Wits Reproductive Health and HIV Institute (Wits RHI), Faculty of Health Sciences, University of the Witwatersrand, Johannesburg, South Africa.
Aurum Institute, Johannesburg, South Africa.
J Acquir Immune Defic Syndr. 2021 Dec 1;88(4):376-383. doi: 10.1097/QAI.0000000000002785.

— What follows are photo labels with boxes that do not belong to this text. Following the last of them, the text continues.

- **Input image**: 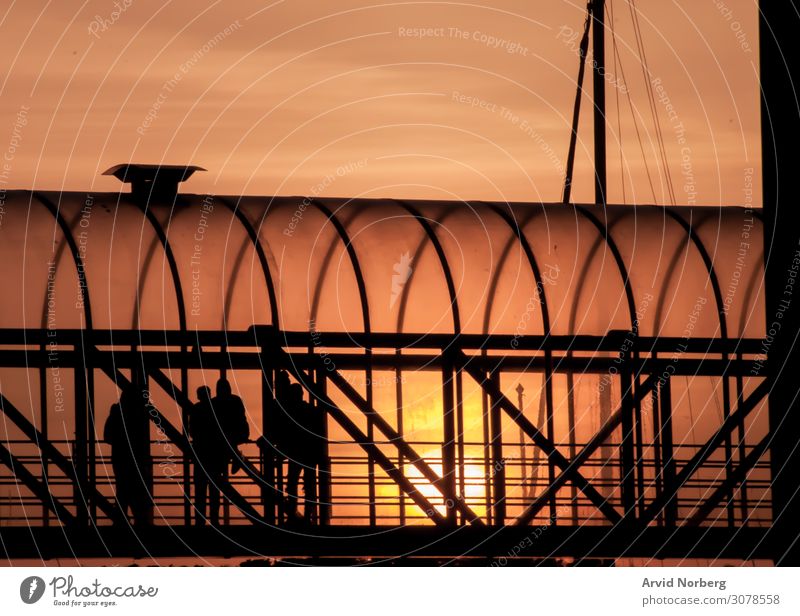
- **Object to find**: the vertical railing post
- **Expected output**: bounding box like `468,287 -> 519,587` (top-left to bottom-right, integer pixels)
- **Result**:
259,354 -> 278,524
315,369 -> 332,526
656,376 -> 678,528
442,354 -> 457,524
619,351 -> 636,517
72,342 -> 89,525
489,370 -> 506,526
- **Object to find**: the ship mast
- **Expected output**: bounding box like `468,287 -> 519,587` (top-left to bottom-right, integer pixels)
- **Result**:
562,0 -> 607,205
590,0 -> 608,205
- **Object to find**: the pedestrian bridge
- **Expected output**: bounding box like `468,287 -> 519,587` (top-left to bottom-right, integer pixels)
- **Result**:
0,187 -> 771,558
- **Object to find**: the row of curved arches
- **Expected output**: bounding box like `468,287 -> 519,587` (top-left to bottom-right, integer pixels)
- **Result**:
0,191 -> 763,338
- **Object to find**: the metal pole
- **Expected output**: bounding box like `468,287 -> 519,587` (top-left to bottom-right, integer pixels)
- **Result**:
592,0 -> 608,205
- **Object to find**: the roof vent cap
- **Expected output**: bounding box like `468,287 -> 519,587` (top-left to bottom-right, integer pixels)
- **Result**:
103,163 -> 205,202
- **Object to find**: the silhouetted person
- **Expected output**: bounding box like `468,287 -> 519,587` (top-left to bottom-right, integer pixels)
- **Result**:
259,370 -> 290,515
211,378 -> 250,473
103,384 -> 153,525
283,383 -> 322,522
187,385 -> 228,525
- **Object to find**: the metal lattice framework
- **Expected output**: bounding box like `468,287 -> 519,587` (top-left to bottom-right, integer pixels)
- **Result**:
0,191 -> 771,557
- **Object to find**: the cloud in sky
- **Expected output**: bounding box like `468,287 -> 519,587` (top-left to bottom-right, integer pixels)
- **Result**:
0,0 -> 761,205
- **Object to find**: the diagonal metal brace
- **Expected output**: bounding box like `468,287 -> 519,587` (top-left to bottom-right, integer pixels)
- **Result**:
0,443 -> 75,524
281,358 -> 458,526
449,349 -> 622,524
0,393 -> 117,518
641,379 -> 771,525
686,434 -> 771,526
515,374 -> 656,526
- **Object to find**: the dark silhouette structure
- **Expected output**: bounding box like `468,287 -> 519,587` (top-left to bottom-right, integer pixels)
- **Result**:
188,385 -> 229,525
211,378 -> 250,473
0,160 -> 788,559
282,383 -> 324,523
103,384 -> 153,525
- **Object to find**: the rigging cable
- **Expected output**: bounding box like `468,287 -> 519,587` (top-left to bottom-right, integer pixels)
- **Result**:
561,0 -> 592,203
612,0 -> 656,203
628,0 -> 676,205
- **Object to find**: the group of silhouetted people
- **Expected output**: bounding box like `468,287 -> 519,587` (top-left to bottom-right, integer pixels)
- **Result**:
187,379 -> 250,525
103,372 -> 326,525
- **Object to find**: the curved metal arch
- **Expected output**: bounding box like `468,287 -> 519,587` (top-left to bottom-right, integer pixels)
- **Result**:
483,211 -> 544,334
309,210 -> 362,328
134,202 -> 186,331
31,191 -> 92,329
311,199 -> 372,334
483,202 -> 551,337
41,207 -> 81,329
394,199 -> 461,335
395,210 -> 460,333
574,205 -> 639,336
739,251 -> 766,338
216,197 -> 280,329
660,207 -> 728,340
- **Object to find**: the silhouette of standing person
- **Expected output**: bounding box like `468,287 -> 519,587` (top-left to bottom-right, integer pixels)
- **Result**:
284,383 -> 321,523
103,384 -> 153,525
259,370 -> 290,517
211,378 -> 250,482
187,385 -> 228,525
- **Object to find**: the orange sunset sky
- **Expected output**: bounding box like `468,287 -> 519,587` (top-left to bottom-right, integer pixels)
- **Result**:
0,0 -> 760,205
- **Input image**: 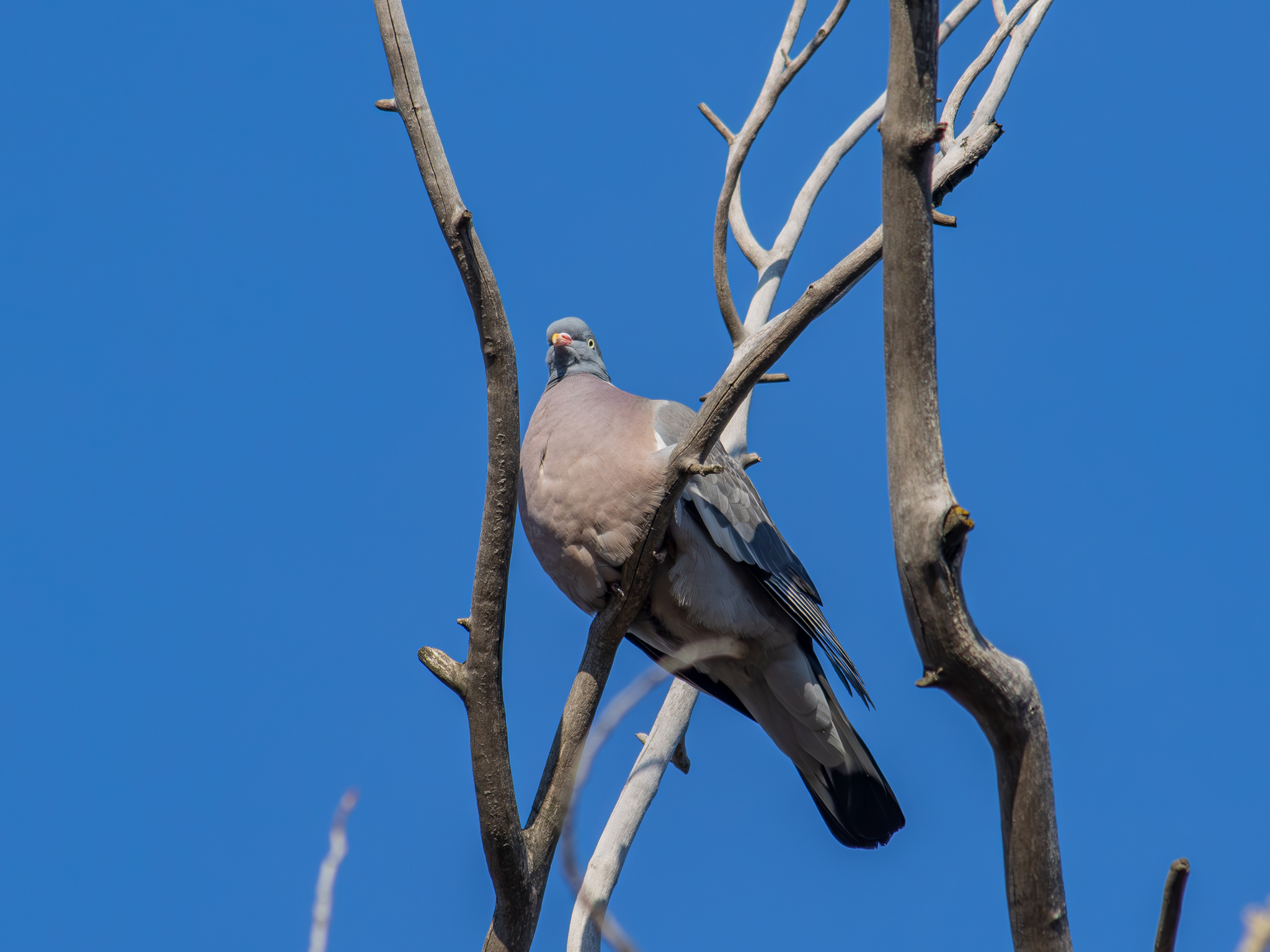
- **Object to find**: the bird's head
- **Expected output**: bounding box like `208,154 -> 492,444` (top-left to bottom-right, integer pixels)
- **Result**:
548,317 -> 612,389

During pregnancy and postpartum period, the sexual behaviors of women and their partners change in ways that may either increase or reduce HIV risks. Pregnant women are a priority population for reducing both horizontal and vertical HIV transmission.
Nine sites in 4 South African provinces.
Women aged 18-30 years were randomized to receive pericoital tenofovir 1% gel or placebo gel and required to use reliable modern contraception. We compared HIV incidence in women before, during, and after pregnancy and used multivariate Cox Proportional hazards models to compare HIV incidence by pregnancy status.
Rates of pregnancy were 7.1 per 100 woman-years (95% confidence interval [CI]: 6.3 to 8.1) and highest in those who reported oral contraceptive use (25.1 per 100 woman-years; adjusted hazard ratio 22.97 higher than other women; 95% CI: 5.0 to 105.4) or had 2 children. Birth outcomes were similar between trial arms, with 59.8% having full-term live births. No difference was detected in incident HIV during pregnancy compared with nonpregnant women (2.1 versus 4.3%; hazard ratio = 0.56, 95% CI: 0.14 to 2.26). Sexual activity was low in pregnancy and the early postpartum period, as was consistent condom use.
Pregnancy incidence was high despite trial participation being contingent on contraceptive use. We found no evidence that rates of HIV acquisition were elevated in pregnancy when compared with those in nonpregnant women. Risks from reductions in condom use may be offset by reduced sexual activity. Nevertheless, high HIV incidence in both pregnant and nonpregnant women supports consideration of introducing antiretroviral-containing pre-exposure prophylaxis for pregnant and nonpregnant women in high HIV prevalence settings.
在妊娠和产后期间,女性及其伴侣的性行为会发生变化,这些变化可能会增加或降低 HIV 风险。孕妇是减少水平和垂直 HIV 传播的优先人群。
南非 4 个省份的 9 个地点。
18-30 岁的女性被随机分配接受 pericoital 替诺福韦 1%凝胶或安慰剂凝胶,并需要使用可靠的现代避孕方法。我们比较了女性在妊娠前、妊娠中和产后的 HIV 发病率,并使用多变量 Cox 比例风险模型比较了妊娠状态对 HIV 发病率的影响。
妊娠率为 7.1/100 名女性年(95%置信区间 [CI]:6.3 至 8.1),报告使用口服避孕药的女性妊娠率最高(25.1/100 名女性年;调整后的危险比为 22.97,高于其他女性;95%CI:5.0 至 105.4)或有 2 个孩子。试验组的分娩结局相似,足月活产率为 59.8%。与非妊娠女性相比,妊娠期间新发 HIV 无差异(2.1 对 4.3%;危险比=0.56,95%CI:0.14 至 2.26)。妊娠和产后早期的性活动较少,避孕套的使用也不一致。
尽管参与试验取决于避孕措施的使用,但妊娠发生率仍然很高。我们没有发现与非妊娠女性相比,妊娠期间 HIV 感染率升高的证据。避孕套使用减少带来的风险可能会被性活动减少所抵消。然而,妊娠和非妊娠女性的 HIV 发病率均较高,支持在高 HIV 流行地区考虑为孕妇和非孕妇提供包含抗逆转录病毒药物的暴露前预防。